Cast members for EOT’s production of “Spelling Bee” include Martin Powers, Chloe McIntosh, Sarah Roehm, Jonathan O’Brien, Bri Fallahee, Dean Yurecka, Rachel Crissman, Latoya McCormick and Dean Kelley.
“This cast is amazing,” the director said. “I honestly can't even begin to describe how talented this cast truly is. I enjoy watching them work and hearing them sing every minute or every rehearsal. They are outstanding.”
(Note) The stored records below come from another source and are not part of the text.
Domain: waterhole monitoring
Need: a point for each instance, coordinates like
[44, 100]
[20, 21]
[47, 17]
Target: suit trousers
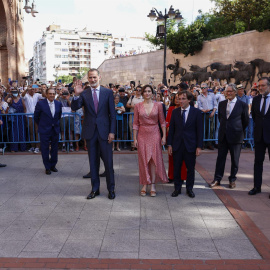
[190, 159]
[96, 148]
[260, 148]
[223, 148]
[45, 142]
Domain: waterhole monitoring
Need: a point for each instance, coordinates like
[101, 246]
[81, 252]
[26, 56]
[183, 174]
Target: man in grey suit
[233, 117]
[98, 128]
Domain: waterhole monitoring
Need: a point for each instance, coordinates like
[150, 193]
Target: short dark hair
[183, 86]
[48, 89]
[147, 85]
[265, 78]
[93, 69]
[187, 93]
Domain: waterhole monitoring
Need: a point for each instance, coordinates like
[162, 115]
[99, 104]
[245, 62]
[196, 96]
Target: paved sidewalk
[48, 216]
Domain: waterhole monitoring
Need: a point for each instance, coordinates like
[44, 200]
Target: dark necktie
[184, 117]
[264, 105]
[95, 99]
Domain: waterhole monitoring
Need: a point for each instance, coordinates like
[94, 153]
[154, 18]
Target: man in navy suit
[185, 141]
[47, 115]
[98, 128]
[260, 112]
[234, 118]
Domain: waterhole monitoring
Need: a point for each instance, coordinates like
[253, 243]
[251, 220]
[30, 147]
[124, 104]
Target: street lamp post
[160, 18]
[30, 9]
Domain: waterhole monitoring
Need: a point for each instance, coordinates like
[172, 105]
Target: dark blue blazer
[43, 117]
[191, 134]
[104, 120]
[261, 122]
[233, 127]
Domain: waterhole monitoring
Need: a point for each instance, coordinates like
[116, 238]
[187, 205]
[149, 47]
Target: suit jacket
[233, 127]
[261, 122]
[105, 118]
[191, 134]
[43, 117]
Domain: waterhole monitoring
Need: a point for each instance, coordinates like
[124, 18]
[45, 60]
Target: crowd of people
[145, 116]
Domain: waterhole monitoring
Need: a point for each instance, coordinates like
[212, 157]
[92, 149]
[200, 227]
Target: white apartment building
[66, 52]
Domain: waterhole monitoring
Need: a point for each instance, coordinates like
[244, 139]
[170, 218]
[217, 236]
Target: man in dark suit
[185, 141]
[261, 117]
[233, 117]
[47, 115]
[98, 128]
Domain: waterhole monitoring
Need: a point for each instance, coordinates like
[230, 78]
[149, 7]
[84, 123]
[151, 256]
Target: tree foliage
[228, 17]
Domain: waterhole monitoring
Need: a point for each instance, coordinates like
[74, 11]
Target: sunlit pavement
[49, 217]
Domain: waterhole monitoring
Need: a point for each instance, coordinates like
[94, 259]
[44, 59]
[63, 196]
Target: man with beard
[98, 128]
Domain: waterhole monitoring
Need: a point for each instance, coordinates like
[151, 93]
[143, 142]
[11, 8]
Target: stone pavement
[48, 217]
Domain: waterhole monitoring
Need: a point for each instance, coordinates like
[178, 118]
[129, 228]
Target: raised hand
[78, 89]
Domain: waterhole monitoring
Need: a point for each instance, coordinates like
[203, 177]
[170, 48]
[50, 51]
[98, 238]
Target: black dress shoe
[176, 193]
[87, 175]
[232, 184]
[111, 195]
[190, 193]
[103, 174]
[214, 183]
[254, 191]
[92, 195]
[53, 169]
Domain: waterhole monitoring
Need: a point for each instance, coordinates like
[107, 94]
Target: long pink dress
[149, 141]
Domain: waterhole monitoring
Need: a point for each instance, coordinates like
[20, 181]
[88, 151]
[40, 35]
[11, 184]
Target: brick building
[12, 62]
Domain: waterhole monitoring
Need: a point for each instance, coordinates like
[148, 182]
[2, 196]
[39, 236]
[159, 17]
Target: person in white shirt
[31, 99]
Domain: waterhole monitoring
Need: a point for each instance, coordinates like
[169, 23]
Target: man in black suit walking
[98, 128]
[233, 117]
[261, 117]
[185, 141]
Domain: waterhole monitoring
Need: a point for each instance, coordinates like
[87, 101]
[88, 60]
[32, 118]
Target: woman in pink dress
[147, 139]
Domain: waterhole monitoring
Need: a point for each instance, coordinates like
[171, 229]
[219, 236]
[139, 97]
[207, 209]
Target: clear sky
[119, 17]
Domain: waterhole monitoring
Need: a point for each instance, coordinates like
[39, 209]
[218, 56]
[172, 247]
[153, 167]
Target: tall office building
[67, 52]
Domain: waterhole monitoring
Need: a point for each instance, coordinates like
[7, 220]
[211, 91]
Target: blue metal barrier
[19, 128]
[12, 132]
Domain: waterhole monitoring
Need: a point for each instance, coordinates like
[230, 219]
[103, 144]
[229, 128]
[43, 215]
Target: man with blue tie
[260, 112]
[233, 117]
[47, 115]
[185, 141]
[98, 128]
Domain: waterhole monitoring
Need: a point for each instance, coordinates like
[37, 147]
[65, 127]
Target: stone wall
[242, 47]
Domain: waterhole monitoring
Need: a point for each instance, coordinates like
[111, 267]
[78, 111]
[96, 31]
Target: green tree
[228, 17]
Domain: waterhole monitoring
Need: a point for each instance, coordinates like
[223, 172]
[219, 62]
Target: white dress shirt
[52, 107]
[97, 91]
[186, 113]
[231, 104]
[267, 103]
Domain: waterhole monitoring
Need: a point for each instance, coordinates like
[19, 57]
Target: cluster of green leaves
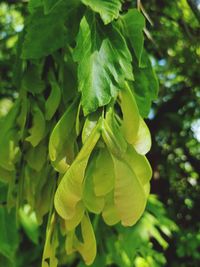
[73, 145]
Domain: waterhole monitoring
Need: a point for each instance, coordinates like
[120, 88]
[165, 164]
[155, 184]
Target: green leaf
[108, 10]
[131, 117]
[49, 5]
[32, 81]
[33, 4]
[53, 101]
[29, 223]
[87, 248]
[9, 150]
[61, 142]
[129, 195]
[139, 164]
[89, 125]
[92, 202]
[49, 258]
[69, 191]
[44, 33]
[103, 176]
[72, 223]
[37, 156]
[142, 142]
[112, 135]
[134, 24]
[104, 63]
[145, 86]
[37, 131]
[110, 213]
[9, 234]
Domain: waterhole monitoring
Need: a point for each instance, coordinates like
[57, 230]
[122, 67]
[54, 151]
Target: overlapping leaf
[108, 10]
[104, 61]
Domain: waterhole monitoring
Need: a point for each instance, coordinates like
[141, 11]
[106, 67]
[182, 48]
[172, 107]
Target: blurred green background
[169, 232]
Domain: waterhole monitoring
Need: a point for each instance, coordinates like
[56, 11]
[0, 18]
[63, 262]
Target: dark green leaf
[104, 60]
[108, 10]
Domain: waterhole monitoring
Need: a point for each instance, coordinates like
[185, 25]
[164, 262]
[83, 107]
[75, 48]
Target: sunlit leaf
[108, 10]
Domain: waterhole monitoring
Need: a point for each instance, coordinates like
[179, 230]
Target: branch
[194, 9]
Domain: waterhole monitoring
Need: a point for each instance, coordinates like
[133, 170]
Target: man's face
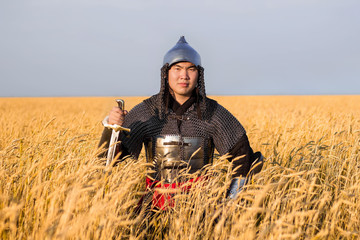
[183, 78]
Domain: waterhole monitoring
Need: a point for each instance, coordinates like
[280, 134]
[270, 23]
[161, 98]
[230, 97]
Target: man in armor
[180, 126]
In an effort to keep patrons, actors, volunteers, musicians, and staff safe during this time, Eight O’Clock Theatre and the CPPAC have implemented a long list of safety guidelines, such as:
- Socially distant audience cabaret seating 6 feet apart from one another
- All surfaces will be sanitized before and after every performance
- The auditorium will open at 7 p.m. for evening performances to help maintain social distancing and avoid patrons congregating in the lobby
- Each audience member will submit to a temperature scan prior to entering the building and masks will be required at all times
- Each cast member, staff member, and volunteer will wear a mask as often as possible during each performance and will remain 6 to 12 feet away from audience members at all times
- Each cast member, musician, staff member, and volunteer will submit to a temperature reading prior to each rehearsal and performance
- Playbills will not be recycled
- There will be no 50/50 raffle in the lobby
- Patrons will remain seated after the show until they are excused
For a complete list of safety precautions, visit www.eightoclocktheatre.com/spellingbee.html.
According to Baxter, rehearsals are going well as the cast and crew work to overcome obstacles relating to the new normal.
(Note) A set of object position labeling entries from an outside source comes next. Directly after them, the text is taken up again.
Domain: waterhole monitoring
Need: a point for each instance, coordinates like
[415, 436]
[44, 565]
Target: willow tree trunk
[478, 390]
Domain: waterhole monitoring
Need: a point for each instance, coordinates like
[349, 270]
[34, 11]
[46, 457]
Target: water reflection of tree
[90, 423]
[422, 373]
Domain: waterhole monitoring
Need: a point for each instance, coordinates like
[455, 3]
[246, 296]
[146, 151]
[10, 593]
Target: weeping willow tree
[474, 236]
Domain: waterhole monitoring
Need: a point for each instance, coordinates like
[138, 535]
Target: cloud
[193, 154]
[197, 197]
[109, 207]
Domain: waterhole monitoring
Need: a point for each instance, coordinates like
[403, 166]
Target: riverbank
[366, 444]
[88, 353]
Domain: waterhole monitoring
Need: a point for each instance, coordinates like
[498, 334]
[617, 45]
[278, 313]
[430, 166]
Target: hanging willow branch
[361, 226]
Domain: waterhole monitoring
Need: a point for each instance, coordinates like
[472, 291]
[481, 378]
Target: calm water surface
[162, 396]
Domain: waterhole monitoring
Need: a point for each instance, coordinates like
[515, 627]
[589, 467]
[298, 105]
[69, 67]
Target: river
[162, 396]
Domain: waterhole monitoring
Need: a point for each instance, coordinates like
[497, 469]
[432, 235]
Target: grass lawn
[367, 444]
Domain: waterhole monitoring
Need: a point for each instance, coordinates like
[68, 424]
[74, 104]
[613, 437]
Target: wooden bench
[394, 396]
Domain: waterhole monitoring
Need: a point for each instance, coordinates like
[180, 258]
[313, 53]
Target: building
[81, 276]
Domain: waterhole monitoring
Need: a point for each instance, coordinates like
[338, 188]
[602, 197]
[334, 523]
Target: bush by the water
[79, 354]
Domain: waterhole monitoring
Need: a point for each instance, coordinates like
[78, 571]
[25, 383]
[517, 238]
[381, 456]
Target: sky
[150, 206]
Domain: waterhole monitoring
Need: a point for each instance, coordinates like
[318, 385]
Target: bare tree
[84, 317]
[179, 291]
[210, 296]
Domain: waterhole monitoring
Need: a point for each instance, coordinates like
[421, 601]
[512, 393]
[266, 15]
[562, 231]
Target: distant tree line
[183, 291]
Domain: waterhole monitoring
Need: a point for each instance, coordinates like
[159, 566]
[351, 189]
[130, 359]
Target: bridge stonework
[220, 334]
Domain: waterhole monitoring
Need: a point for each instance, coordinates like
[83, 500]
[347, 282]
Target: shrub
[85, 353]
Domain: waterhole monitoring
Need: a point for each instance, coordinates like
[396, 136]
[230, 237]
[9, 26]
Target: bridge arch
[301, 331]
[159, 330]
“One of the challenges this cast faced that they have met above and beyond my expectations is just how much a mask changes what ‘acting’ is for us,” Baxter explained. “So much of our emotion is tied into our faces, and moments that could have been easily handled with a squint of an eye and a downturn of the mouth can't be read that easily anymore.”
Baxter said that the cast had to learn how to use their bodies in a much more expressive manner than modern theater typically calls for.
“It is extremely reminiscent of how theatre and acting began,” he said. “For many years and many forms of theatre around the world would, and even still do, rely on mask work and physical theatre to tell their stories. We are doing the same thing generally, only our masks aren't the archetypal faces of Commedia Dell'arte or the exaggerated masks of Greek theatre but instead the personal protective equipment required for health and safety.”
Baxter wants prospective audience members to know that they can expect a laugh-out-loud funny musical.
“A show about nine outsiders searching to find how they fit in to this world, and I think we can all relate to that a little bit,” the director said. “This musical is for the outsiders, the offbeat, the ones who march to their own drums and realizing everyone has a story to tell and if we just take a second to stop and listen we just might find ourselves in their story as well.”